A Memphis Parable
April 12th, 2018
A friend once told me a story about his dad. I shared it in an early column because it struck me as more than a story about his dad but a parable about Memphis, about you and me. This week, and in light of the last few weeks as our city reflects, I’m sharing it again.
Meet Howard and Bill.
As published in The Memphis Daily News, April 13, 2018, and in The Memphis News, April 14-20, 2018
HOWARD AND BILL
One of my first columns was this very Memphis story. It’s time to tell it again.
In the 60s, Howard Robertson was a black postal carrier moonlighting as a waiter at the capital of white money dining in Memphis, Justine’s, housed in an antebellum mansion. Bill Loeb was a successful white businessman, owner of ubiquitous laundry branches about town, and the brother of Henry Loeb, mayor during the 1968 sanitation strike. Loeb lived in a home literally bordering the Memphis Country Club. Robertson lived in the other Memphis those of us who grew up white then never really acknowledged.
They would meet amid crisp white tablecloths set with crystal and crabmeat, one hosting, the other serving.

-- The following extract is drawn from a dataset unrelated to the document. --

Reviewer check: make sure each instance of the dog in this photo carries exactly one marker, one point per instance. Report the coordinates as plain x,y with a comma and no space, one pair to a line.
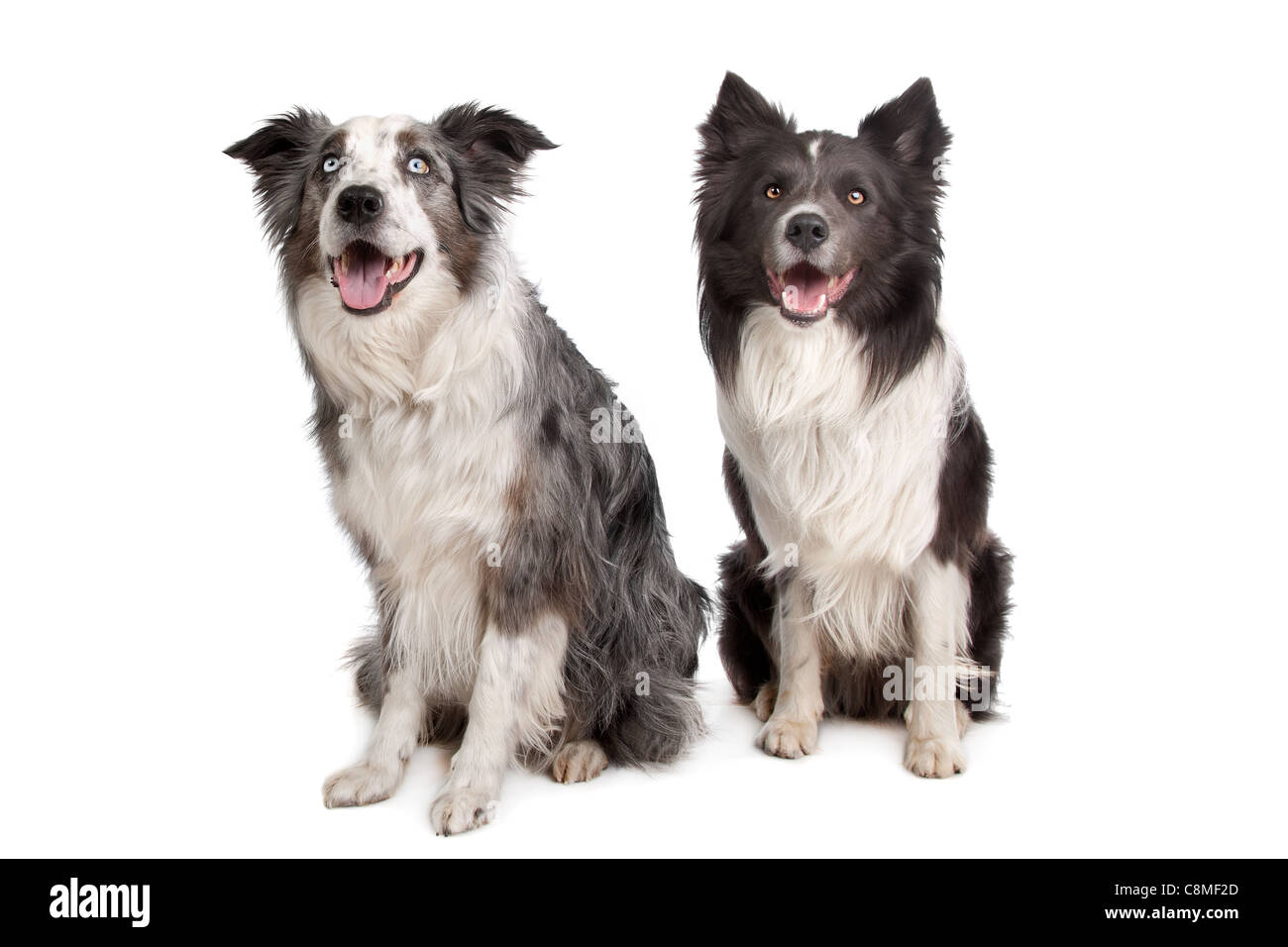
528,599
868,582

One evening at Justine’s, Robertson did something that displeased Loeb. In front of his guests and the entire restaurant, Loeb wore him out. Loud and personal. Putting someone “in his place.” But that wasn’t Robertson’s place. He returned the verbal fire, shot for shot, then returned to the kitchen and quit. That took the kind of dignity and courage that comes from deep inside. The kind that says even though this will cause sacrifice for my family, even though that kind of behavior was the norm, I will not take it. Loeb’s brother, Henry, would later see that sentiment expressed on posters, “I am a man.”
This is when this becomes a different story. This is when Loeb would show his own dignity and courage. As he talked with his guests, he realized he had been in the wrong. He invited all of them back the following evening, and asked for Robertson. When told he had quit, Loeb asked Justine if she could please try and get him there. It took some doing, but she did, and for the second night in a row, Loeb and Robertson became the center of attention for the restaurant. Except, this night, Loeb apologized. Man to man. They talked. They decided to meet again.
And they kept meeting for the rest of Loeb’s life. They watched games together. When Loeb converted his laundries to very popular barbecue shops, he brought Robertson on as a partner in two of them.
That was then, and that is now. The sense of two cities in one, a tale like Dickens’ “it was the best of times, it was the worst of times,” is not only still with us, it divides and defeats us. What Robertson and Loeb did, when it was much more difficult to do, is the common ground we must all find.
Bill Loeb’s children have continued to show leadership in the business, arts and causes of our city. Howard Robertson’s son – Howard, Jr. – is an involved citizen, business owner, and friend. His wife, Beverly, headed the National Civil Rights Museum. He once told me, “A father is how a son learns to be a man.”
Good job, guys, you taught them well, and there’s a lesson in it for us.
I’m a Memphian, hopefully, like Howard and Bill.